Nous n’avons pas besoin d’une diaspora qui nous parle sans cesse de ses exploits dans des multinationales occidentales. Gardez vos BNP Paribas, vos Microsoft, vos Mercedes ou vos Samsung. Ce dont on a besoin, ce sont des enfants du pays, sans complexes, qui viendront bâtir les géants africains de demain.

Et cette diaspora qui revient avec des passeports occidentaux, un mode de vie totalement déconnecté, on n’en veut pas non plus. Nous nous sommes battus pour sortir du joug de l’esclavage et de la colonisation, ce n’est pas pour que vous veniez nous y replonger. Cette diaspora qui mange du fromage tous les jours, investit dans des pavillons en région parisienne ou sur les entreprises du CAC 40, envoie ses enfants dans des écoles internationales, fait le tour de la zone Schengen à la moindre occasion mais ignore tout de la zone CEMAC… Franchement, non merci.

L’Afrique a besoin de tous ses enfants pour réussir. Là-dessus, on est d’accord. Mais certains enfants se considèrent d’abord comme Français, Américains ou Canadiens.
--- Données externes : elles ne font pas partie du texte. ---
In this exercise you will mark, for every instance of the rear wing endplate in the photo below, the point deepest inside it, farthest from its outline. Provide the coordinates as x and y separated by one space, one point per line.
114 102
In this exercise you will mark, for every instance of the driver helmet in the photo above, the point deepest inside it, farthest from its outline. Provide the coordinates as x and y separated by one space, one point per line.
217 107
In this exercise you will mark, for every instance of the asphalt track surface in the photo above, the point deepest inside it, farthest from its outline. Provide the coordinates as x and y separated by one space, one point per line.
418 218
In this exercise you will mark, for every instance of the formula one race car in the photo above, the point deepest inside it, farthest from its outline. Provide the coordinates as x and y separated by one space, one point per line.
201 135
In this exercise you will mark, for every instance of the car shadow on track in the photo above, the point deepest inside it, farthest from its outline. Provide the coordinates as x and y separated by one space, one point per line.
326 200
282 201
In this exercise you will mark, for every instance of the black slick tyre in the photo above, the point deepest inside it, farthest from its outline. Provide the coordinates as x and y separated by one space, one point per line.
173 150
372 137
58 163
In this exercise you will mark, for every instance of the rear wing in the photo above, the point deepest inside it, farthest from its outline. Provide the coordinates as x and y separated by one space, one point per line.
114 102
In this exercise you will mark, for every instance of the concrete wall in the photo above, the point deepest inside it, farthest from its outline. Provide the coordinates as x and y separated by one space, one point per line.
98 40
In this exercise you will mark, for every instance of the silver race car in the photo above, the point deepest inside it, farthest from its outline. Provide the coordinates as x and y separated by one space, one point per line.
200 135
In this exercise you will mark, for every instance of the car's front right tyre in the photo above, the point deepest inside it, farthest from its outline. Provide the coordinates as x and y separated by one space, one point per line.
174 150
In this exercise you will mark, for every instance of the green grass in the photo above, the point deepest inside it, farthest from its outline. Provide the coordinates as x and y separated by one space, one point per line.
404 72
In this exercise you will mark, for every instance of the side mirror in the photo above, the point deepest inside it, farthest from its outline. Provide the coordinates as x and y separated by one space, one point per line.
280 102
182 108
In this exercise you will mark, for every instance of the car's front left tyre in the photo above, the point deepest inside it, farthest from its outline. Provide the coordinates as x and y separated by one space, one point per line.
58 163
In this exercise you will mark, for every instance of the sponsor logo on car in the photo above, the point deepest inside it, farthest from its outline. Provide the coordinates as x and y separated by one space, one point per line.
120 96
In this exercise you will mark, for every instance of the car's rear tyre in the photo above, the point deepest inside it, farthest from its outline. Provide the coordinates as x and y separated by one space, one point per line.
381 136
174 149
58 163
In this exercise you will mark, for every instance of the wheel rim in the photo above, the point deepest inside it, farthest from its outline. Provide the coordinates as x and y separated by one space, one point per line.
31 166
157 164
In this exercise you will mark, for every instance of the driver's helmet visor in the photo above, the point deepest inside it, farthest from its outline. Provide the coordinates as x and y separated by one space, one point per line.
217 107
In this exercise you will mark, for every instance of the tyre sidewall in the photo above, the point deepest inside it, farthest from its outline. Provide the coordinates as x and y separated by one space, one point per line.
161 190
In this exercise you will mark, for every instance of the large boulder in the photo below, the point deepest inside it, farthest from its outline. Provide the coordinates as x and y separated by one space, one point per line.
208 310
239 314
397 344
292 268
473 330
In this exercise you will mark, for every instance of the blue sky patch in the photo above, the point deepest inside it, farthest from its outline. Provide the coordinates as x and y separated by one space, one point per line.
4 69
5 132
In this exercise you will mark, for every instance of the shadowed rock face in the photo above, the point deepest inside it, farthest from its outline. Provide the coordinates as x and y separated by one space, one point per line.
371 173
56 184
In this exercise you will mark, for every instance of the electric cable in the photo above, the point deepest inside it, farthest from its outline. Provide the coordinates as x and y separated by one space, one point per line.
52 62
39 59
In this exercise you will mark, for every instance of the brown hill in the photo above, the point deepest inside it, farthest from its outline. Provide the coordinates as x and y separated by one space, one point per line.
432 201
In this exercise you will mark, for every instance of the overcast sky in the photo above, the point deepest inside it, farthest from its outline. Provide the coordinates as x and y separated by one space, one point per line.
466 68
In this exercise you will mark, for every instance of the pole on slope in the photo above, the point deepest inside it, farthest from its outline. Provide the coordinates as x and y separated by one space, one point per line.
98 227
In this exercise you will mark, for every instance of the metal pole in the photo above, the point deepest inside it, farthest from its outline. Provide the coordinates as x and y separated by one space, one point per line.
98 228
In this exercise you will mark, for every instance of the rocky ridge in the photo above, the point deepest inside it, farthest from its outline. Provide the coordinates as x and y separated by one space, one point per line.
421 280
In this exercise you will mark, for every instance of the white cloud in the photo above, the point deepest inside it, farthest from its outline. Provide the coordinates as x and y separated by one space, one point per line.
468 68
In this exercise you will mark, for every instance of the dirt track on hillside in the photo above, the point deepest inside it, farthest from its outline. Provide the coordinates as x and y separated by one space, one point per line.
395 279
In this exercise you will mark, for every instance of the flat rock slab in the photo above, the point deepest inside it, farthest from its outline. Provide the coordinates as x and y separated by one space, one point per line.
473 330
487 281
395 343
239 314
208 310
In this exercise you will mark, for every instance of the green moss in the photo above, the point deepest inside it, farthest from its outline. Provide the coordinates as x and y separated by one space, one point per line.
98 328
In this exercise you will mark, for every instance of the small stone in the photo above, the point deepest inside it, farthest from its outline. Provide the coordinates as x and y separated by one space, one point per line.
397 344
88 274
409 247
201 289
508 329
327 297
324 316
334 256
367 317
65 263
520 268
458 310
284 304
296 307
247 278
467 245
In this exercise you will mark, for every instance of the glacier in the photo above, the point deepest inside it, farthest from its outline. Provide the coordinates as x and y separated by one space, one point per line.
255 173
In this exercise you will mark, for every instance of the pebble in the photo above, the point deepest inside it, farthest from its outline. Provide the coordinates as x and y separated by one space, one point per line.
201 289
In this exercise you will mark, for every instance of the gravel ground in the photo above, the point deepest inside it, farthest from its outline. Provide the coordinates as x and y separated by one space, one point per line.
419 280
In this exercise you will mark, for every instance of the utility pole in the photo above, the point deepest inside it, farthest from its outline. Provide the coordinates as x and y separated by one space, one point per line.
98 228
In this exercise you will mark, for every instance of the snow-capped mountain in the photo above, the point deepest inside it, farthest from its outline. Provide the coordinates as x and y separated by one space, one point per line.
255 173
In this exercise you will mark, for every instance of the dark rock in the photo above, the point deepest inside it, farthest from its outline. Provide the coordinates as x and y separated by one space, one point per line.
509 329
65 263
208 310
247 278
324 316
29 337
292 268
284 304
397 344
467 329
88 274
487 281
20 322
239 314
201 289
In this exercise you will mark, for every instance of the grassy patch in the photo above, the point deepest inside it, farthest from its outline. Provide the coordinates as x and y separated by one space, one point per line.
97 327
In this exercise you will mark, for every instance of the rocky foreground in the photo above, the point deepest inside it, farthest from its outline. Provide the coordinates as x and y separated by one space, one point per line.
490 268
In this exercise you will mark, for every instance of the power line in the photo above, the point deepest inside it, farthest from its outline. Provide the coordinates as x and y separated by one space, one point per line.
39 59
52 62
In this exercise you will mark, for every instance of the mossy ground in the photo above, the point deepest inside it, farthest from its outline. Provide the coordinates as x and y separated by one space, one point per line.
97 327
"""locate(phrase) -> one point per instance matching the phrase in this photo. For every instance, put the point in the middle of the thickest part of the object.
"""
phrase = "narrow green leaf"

Ils seront les premiers à fuir en cas de problème et les premiers à nous vendre à leurs nouveaux maîtres. Et après 400 ans d’esclavage et 200 ans de colonisation, ne viens pas me dire qu’on n’a pas le droit d’être vigilants. Nous avons tous un membre de notre famille que nous ne laissons jamais du regard quand il arrive dans notre maison, de peur qu’un objet ou même de l’argent manque à l’appel à son départ. 

Si tu es de la diaspora et que tu penses être utile, rentre et mets-toi au service du pays. Si tu attends d’avoir assez d’économies ou de construire ton immeuble avant de rentrer, accepte aussi qu’ici, on prenne le temps de tester toutes les options locales avant de te donner ta chance. Tu n’es pas le seul à avoir un cerveau.

Et si tu rentres comme l'ont fait les révolutionnaires de l’époque, mets-toi au service du peuple. Montre-nous que tu es avec nous. Tu ne peux pas être dans les cabarets des expatriés à supporter l’équipe de France de football pendant la Coupe du Monde et, en même temps, nous faire croire que si la France a un différend avec le Cameroun demain, tu seras de notre côté. Tu ne peux pas envoyer tes enfants dans les écoles internationales et nous faire croire que tu te soucies du sort de l’éducation des enfants du pays. Tu ne peux pas être fourré tous les jours dans les réceptions des ambassades et nous empêcher de croire que tu serais un espion.

Si tu veux travailler, choisis un secteur et travaille. Fais profil bas. Vis nos réalités. Mange comme nous. Parle comme nous. Apprends vraiment à nous connaître. Bats-toi à nos côtés. Et qui sait, peut-être qu’un jour on aura moins de doutes sur tes intentions réelles. Après 400 ans d’esclavage et 200 ans de colonisation, tu ne peux pas nous reprocher d’être vigilants quant aux personnes avec qui on s’associe. Fussent-ils nos propres enfants.

Je pourrais écrire un livre sur ce sujet. Mais bon, comme j’ai dit au début, aujourd’hui, on approfondit juste un peu.